Friday, May 18, 2007


Life's Persistent Questions

I watched Randy Olson's "Flock of Dodos" on Showtime (you can watch it too) with my oldest daughter the other night. She's 16 going on 27 and busy with school, and sports, and a boyfriend. She's not my little girl anymore. I don't get to spend much time with her now, and in a couple of years she'll be off to college and out of the house for good.

So it was nice sitting there with her and laughing about the zany antics of the creationists. She thought it was totally cool that I know Randy, Steve Case, Bill Wagnon, and Sue Gamble.

In recent years, her youthful admiration for my many talents seems to have waned in inverse proportion to her age. Knowing people who are on television, even if the show wasn't American Idol, brought me back up just a notch or two in her estimation.

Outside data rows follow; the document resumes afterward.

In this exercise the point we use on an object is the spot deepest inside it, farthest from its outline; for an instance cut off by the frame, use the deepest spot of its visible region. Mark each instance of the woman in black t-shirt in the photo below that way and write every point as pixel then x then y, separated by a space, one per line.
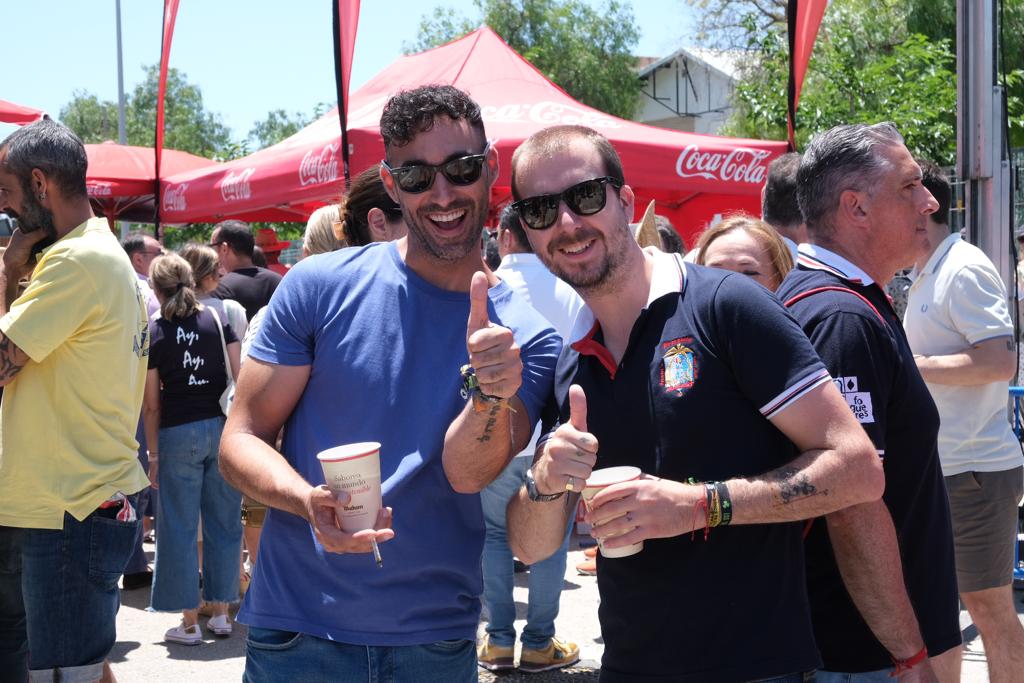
pixel 182 415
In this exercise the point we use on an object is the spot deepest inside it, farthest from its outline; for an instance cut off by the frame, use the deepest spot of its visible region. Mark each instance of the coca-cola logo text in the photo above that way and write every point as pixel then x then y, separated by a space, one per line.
pixel 317 169
pixel 99 188
pixel 549 114
pixel 236 186
pixel 740 165
pixel 174 198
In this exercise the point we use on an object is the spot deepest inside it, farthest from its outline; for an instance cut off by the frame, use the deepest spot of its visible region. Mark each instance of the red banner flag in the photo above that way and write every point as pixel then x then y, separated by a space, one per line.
pixel 804 17
pixel 170 14
pixel 346 20
pixel 17 114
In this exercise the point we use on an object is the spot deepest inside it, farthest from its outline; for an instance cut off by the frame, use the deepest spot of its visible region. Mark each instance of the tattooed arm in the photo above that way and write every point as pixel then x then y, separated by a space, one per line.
pixel 838 467
pixel 12 358
pixel 479 444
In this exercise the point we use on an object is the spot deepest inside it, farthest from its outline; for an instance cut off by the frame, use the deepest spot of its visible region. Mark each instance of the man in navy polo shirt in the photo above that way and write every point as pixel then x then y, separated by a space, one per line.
pixel 865 209
pixel 699 378
pixel 367 345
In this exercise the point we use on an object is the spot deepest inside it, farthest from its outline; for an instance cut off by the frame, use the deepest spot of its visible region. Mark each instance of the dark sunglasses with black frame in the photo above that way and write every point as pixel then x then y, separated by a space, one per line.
pixel 417 178
pixel 585 199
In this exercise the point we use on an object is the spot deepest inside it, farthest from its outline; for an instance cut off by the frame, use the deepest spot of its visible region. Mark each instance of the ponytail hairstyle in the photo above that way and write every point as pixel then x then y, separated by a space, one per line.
pixel 366 193
pixel 203 259
pixel 171 279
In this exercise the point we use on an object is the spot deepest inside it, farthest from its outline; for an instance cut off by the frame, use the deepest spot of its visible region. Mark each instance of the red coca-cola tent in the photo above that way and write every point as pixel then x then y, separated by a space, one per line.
pixel 692 177
pixel 121 178
pixel 18 114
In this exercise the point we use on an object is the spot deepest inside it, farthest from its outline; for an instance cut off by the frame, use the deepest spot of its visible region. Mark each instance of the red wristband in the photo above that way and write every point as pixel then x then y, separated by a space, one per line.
pixel 902 666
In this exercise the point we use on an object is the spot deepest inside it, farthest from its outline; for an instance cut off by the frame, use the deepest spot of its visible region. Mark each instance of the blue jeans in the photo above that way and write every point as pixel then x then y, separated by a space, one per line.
pixel 70 586
pixel 545 578
pixel 280 655
pixel 881 676
pixel 13 639
pixel 189 481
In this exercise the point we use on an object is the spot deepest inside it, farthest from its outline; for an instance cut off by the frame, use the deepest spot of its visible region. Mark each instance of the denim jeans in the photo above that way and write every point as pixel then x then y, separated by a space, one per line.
pixel 70 585
pixel 13 639
pixel 297 657
pixel 189 482
pixel 880 676
pixel 545 578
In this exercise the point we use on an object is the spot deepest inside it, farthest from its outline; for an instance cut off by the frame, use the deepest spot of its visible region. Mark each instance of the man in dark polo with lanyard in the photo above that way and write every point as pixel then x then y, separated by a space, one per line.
pixel 861 196
pixel 701 379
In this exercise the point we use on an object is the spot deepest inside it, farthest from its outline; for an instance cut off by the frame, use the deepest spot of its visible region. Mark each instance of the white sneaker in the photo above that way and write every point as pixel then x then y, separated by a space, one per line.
pixel 220 625
pixel 184 635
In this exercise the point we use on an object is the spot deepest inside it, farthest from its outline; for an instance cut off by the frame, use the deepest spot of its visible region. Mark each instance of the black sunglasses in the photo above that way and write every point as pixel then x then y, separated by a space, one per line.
pixel 585 199
pixel 418 178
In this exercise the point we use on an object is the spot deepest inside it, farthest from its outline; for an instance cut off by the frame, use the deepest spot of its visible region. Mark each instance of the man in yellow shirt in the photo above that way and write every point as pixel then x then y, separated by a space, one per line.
pixel 72 361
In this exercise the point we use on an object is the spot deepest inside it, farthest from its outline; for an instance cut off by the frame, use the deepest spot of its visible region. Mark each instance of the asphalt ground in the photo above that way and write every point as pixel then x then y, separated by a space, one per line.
pixel 141 654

Short lived as that no doubt will prove to be, it was still a good feeling.

I saw "Flock of Dodos" when it first premiered here in Overland Park. A panel discussion followed the screening which included many of those who were featured in the film: John Calvert, Jack Cashill, Kathy Martin, Steve Case, Sue Gamble, and Bill Wagnon.

In those days, the ID crowd hadn't yet decided that they came across as fools, and many science types weren't so sure they liked the film. Now, Discovery, which refused to participate in the film or even return Olson's phone calls -- they were too busy -- has set up a website that calls the film, rather unconvincingly, a hoax. Scientists have warmed to its charms albeit reluctantly in some cases.

Muffy Moose, Olson's mother, was also at the premiere. She has a role in the film, as well. While Muffy, a neighbor of John Calvert in Lake Quivira, finds intelligent design unattractive, she remains a searcher. She's tried out a number of what might be called alternative religions or belief systems. Near the end of the film, in one of its most touching moments, she says that she's become interested in Buddhism and the idea that in death, life might somehow be reborn.

The best thing about Olson's film is that it confounds everyone's expectations. No one quite knows what to make of it. Like life, it's complicated. One of the film's lessons for those of us who defend evolution is that, by its very nature, science doesn't have all the answers to life's persistent questions.

Each of us is searching in our own way for meaning in life. Some of us, like Muffy, find reasons to go on living as we approach the end. Others, like me, want to connect with a child before she goes off, all too quickly, into the world.

In a funny way, the film helped me do just that.